# Chicago Bird Rescue Group looking to place rescued pigeons



## vandrla

Hi all

This is Val with Chicago Bird Collison Monitors - Bird Rescue team. We are a volunteer group that responds to emergency calls daily to rescue wild birds throughout the Chicagoland area. We pick up many types of birds, including pigeons. Most are taken to licensed rehabbers for treatment. I am looking for people in the Chicagoland/Illinois area, or possibly Wisconsin/Indiana, that might have facilites to care for non releasable pigeons. For example, we are at this time looking for a good home for a male pigeon with one wing, and a nearly blind pigeon that had head trauma from hitting glass. We have 2 volunteers who take in pigeons for us, but get overwhelmed at times caring and releasing. Both also have non releasable pigeons in their homes and room is limited. We pick up one to three pigeons per week. I have also rescued a good number of white pigeons and a couple of fan tails in Chicago. Finding homes is a challenge. Also, non repairable broken wings could have a better chance to live if rehabbers had a home for them in advance.

If you are in the Chicago area or I can drive to you, and you can care for compromised pigeons, please let me know. Lots of love required.

Thanks, 
Val (and mommy to 45 rescued pet birds) 
[email protected]

CBCM www.birdmonitors.net


----------



## Skyeking

Hi Val,

Thank you for all the wonderful work you and others are doing for our noble needy ferals/domestics in the Chicago area. Great picture!

Is there any chance of shipping these birds to other locations, as you would probably find more homes? As long as they are healthy and can withstand the stress, it may be another option.


----------



## TerriB

Val, I'm not in your area but I did want to thank you for posting your message on Pigeon-Talk. I really appreciate your efforts to connect with good homes for all the pigeons you rescue!


----------



## maryjane

Hi Val, and welcome to the forum. What a wonderful thing you are all doing!  I'm not in your area but wish you much luck in finding great homes. As Treesa mentioned, you may want to consider shipping to other states if the birds are healthy and you think they would be okay for the trip. If this is the case, at the moment I do have room for four birds (comfortably) at the moment if no one can help you out in the near future. I also do rescuing and many of mine don't or are unable to fly, or have other permanent injuries.
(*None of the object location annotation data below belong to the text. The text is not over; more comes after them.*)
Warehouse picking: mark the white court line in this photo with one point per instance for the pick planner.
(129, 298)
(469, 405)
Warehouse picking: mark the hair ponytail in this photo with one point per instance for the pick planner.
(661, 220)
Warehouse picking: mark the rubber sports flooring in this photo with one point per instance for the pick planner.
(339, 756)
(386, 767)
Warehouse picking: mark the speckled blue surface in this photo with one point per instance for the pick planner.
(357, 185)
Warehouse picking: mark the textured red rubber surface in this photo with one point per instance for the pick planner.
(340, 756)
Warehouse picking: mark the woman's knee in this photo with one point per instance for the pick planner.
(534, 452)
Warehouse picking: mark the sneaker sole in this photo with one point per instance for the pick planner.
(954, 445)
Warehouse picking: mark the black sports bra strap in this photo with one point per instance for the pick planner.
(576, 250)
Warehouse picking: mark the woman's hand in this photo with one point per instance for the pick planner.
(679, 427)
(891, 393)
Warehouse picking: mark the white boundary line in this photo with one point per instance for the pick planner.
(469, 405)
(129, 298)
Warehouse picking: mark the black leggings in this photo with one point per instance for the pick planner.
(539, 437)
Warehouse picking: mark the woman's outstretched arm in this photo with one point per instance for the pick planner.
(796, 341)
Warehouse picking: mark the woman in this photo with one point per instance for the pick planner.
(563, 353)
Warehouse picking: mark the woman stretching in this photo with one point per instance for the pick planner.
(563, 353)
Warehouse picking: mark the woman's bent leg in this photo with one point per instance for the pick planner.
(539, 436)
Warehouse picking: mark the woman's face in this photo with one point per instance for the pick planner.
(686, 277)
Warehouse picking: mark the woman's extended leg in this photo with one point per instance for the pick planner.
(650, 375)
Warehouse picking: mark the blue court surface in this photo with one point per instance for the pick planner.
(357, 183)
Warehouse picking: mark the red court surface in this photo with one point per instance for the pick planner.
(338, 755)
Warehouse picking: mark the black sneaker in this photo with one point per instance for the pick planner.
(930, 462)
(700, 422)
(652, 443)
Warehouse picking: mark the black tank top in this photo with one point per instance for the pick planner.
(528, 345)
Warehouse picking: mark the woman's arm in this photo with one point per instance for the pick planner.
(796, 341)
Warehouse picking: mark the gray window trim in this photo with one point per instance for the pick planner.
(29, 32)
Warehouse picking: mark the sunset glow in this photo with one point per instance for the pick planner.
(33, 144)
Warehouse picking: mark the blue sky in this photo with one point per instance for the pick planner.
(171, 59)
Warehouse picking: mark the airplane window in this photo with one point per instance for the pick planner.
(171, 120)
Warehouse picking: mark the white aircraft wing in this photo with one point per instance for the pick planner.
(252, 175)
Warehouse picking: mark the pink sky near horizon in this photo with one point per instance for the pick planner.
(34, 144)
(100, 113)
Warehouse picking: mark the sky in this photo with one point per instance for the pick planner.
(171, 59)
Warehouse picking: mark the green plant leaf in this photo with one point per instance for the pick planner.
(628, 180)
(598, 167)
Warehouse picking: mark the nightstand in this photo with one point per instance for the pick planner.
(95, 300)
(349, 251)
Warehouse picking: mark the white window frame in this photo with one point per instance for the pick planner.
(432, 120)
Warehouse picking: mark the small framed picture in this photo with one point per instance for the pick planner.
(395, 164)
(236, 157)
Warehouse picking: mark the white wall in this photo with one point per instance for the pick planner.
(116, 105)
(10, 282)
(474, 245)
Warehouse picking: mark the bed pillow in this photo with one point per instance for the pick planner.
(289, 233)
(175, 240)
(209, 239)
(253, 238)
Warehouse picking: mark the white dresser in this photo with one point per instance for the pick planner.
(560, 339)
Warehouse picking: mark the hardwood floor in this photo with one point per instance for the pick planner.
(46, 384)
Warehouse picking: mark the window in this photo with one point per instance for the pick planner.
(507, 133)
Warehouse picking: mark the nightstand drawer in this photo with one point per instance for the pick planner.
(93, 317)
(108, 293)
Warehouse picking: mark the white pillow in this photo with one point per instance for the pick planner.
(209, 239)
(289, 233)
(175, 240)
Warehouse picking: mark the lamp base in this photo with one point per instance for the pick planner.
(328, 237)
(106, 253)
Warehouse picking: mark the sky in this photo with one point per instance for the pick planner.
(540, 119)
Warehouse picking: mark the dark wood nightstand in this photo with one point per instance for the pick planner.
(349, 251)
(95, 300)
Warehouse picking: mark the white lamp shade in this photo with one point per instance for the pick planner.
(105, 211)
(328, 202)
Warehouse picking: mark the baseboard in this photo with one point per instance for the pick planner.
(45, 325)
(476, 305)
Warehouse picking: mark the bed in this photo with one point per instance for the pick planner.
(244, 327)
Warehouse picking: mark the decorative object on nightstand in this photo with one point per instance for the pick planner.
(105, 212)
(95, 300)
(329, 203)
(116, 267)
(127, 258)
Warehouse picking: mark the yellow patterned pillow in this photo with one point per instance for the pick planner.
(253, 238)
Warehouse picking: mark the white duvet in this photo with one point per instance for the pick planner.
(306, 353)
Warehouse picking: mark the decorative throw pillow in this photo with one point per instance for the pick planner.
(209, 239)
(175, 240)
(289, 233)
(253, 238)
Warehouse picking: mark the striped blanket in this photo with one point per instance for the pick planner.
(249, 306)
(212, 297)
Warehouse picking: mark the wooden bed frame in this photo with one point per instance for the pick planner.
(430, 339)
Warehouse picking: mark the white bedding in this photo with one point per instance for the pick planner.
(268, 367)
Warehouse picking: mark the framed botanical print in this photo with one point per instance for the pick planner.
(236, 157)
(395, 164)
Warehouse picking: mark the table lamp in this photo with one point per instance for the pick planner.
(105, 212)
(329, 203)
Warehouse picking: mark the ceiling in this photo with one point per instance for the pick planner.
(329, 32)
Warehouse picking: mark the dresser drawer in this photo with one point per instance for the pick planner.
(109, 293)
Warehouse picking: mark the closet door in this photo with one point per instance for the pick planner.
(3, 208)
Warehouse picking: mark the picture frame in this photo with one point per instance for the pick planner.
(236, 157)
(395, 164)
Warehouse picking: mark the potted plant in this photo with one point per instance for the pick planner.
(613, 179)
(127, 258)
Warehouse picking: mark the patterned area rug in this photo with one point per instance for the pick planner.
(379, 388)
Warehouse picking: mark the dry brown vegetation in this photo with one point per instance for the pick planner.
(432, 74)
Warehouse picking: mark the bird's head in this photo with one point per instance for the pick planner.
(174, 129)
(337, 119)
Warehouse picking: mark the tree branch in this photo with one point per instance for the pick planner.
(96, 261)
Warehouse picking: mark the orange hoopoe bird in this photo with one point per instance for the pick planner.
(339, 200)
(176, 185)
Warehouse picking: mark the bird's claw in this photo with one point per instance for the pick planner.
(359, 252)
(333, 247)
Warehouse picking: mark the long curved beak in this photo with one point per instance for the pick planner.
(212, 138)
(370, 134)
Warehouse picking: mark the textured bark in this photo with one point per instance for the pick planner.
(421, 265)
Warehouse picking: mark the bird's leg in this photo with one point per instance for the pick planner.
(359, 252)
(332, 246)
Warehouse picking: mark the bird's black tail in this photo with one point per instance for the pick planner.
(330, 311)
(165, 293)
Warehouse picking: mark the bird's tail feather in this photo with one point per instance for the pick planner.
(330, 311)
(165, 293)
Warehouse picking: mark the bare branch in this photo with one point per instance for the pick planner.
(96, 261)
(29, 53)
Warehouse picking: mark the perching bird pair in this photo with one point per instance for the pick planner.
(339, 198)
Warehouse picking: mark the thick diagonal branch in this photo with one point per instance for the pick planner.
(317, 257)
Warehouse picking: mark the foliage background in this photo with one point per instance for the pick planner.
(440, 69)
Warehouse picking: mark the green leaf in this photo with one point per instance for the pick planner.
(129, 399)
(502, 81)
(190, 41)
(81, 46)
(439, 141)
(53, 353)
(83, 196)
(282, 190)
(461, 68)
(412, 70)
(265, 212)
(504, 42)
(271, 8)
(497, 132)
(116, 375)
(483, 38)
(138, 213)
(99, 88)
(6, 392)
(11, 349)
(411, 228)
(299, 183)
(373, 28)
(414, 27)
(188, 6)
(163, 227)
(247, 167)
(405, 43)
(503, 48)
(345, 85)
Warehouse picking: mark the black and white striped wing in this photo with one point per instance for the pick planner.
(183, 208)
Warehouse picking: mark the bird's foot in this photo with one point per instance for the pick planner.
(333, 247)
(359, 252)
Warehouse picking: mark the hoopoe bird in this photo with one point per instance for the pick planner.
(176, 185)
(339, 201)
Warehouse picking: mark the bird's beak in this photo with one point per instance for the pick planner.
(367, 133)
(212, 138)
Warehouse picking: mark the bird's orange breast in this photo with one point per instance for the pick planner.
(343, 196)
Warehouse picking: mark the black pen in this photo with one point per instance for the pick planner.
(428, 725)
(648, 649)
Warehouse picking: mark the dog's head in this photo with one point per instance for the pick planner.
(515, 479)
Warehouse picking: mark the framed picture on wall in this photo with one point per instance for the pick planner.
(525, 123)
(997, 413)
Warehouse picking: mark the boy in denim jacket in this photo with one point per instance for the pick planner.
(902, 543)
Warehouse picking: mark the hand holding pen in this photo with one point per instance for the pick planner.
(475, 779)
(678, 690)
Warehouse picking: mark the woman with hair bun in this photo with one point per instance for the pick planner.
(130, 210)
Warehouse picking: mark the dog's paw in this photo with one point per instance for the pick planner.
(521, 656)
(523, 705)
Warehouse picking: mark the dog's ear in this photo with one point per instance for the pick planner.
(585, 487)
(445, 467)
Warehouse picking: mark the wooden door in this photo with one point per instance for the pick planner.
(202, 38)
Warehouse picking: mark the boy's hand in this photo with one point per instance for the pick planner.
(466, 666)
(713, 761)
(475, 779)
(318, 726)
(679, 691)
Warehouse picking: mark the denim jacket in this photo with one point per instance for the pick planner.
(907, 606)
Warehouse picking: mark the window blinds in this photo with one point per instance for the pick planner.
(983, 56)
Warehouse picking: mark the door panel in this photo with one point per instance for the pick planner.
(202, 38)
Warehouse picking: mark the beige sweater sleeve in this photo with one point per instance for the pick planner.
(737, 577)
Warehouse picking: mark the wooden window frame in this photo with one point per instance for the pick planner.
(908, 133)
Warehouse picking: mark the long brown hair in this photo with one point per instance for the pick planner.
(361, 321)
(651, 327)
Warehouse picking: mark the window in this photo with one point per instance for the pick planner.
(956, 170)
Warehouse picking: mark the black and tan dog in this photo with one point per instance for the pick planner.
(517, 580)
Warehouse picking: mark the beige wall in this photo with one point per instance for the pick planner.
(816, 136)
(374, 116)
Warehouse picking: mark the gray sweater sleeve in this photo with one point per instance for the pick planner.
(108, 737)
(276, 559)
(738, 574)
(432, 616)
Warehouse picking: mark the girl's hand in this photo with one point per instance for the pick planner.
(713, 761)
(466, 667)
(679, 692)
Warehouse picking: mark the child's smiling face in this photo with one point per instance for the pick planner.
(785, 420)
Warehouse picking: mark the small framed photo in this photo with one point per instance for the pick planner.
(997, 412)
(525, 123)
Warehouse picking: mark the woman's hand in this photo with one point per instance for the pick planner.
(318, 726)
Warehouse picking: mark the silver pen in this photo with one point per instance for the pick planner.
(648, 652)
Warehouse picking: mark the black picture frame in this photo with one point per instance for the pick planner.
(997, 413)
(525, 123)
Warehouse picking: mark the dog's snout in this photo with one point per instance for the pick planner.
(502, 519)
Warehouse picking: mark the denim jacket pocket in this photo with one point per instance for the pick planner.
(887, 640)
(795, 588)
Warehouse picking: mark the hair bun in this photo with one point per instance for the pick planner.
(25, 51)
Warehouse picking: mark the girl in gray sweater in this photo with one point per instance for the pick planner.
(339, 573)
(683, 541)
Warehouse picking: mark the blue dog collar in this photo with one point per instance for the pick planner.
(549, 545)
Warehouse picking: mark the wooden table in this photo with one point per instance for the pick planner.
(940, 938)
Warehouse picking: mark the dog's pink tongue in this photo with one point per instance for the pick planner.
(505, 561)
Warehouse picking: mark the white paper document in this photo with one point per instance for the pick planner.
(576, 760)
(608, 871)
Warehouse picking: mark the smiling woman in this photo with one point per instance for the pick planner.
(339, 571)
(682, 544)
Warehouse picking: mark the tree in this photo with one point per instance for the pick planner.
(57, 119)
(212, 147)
You can check out my pictures on my link below of my set-up and pijies. Good luck to you!


----------



## feralpigeon

Val, thanks for posting your information and telling us your story. It's really wonderful that you are taking the initiative to care for all of these birds and specifically pigeons. We do have an 'Adoption Section' here at PT that you can post on, hopefully shipping would expand the ability to place for your rescues. Also, there's a service called Petfinders, here's a link:

http://search.petfinder.com/search/...t.Sex=&location=IL&preview=1&scope=2&x=16&y=9

I also noticed that in their current listing that they have some shelters in the area w/pigeons and one who seems to specialize in birds:

http://www.petfinder.com/shelters/IL39.html

Might be worth checking into these leads as well. Best of luck to you.

fp


----------



## vandrla

FP

Thanks for the messsage. The link you noted to a Chicago area bird group is Rich Weiner's group. He specializes in large birds and is a remarkable North Shore policeman/caged bird rescuer, specializing in large birds. We actually took a rehab class together last winter. I am glad to see he took in a pigeon, and am sure he will not move it unless it has an exceptional new home. One of my team took one of his large parrots named Boris, and it now has a fantastic view of the Chicago skyline and lake Michigan from its lofty high rise condo. Just for fun, here is Boris kissing another volunteer at one of our CBCM planning meetings.

Val


----------



## feralpigeon

Val, your welcome and it's a small world, isn't it ? We do have members in 
your area who from time to time post looking for a pet pigeon. In fact, one
posted recently in search of a mate for another pigeon already established as a
pet. I also recall not that long ago, another member who adopted a pet pigeon
through a Petfinder's listing at a shelter that was close enough to go and meet the pigeon first. That pigeon had been waiting for a home for a few months.
If the birds are healthy enough to ship, many times the person adopting will either send an approved shipping box and pay for the shipping, or something is worked out with them in advance. 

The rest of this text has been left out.